The records related to the cases within the Independent Investigations Office are quite telling: There have been 156 cases investigated by the IIO since the office opened in September 2012. Forty-four cases remain open. There have been 112 cases that have been closed. Of those closed cases, 48 resulted in reports to Crown counsel and 64 resulted in public reports exonerating the officers involved. An improbably low number of seven cases have seen any charges approved by the Crown. Of these, two cases resulted in stays of proceedings, two resulted in pleas, one resulted in an acquittal, and two are pending. The office has probed 29 officer-involved shootings. In 17 cases, the shootings were fatal while the rest of them resulted in serious harm. Between September 2014 and September 2015 alone there were 20 fatalities that the IIO was called to investigate. Twelve of these involved shooting deaths of civilians by police (Saltman 2016).
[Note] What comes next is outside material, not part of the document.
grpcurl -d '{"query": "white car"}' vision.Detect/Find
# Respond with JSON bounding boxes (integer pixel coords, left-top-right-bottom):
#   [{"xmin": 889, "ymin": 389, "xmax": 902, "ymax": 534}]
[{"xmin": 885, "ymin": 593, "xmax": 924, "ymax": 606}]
Among the greatest current worries about the IIO has been the backlog of cases that has quickly built up in a short period of time. The office presently has 44 open cases, an incredible 10 of which are more than one year old. This has made things very difficult and painful for victims harmed by police and for families of victims killed by police. It has also put pressure on Crown prosecutors in making decisions about charges, already a rare circumstance in police involved killings. Incredibly, the IIO blames the backlog on the large increase in police involved killings (which the IIO was instituted to help reduce).

There have also been concerns about the limited mandate and limited definitions of police involved harms. Currently domestic violence and sexual assaults by police are not included within the IIO mandate for investigations.


Further Reading

Saltman, Jennifer. 2016. “B.C.’s Cop Watchdog Gets More Teeth: Dogged by Controversy, the IIO is Hiring More Investigators to Tackle Police Death Complaints.” The Province. February 21.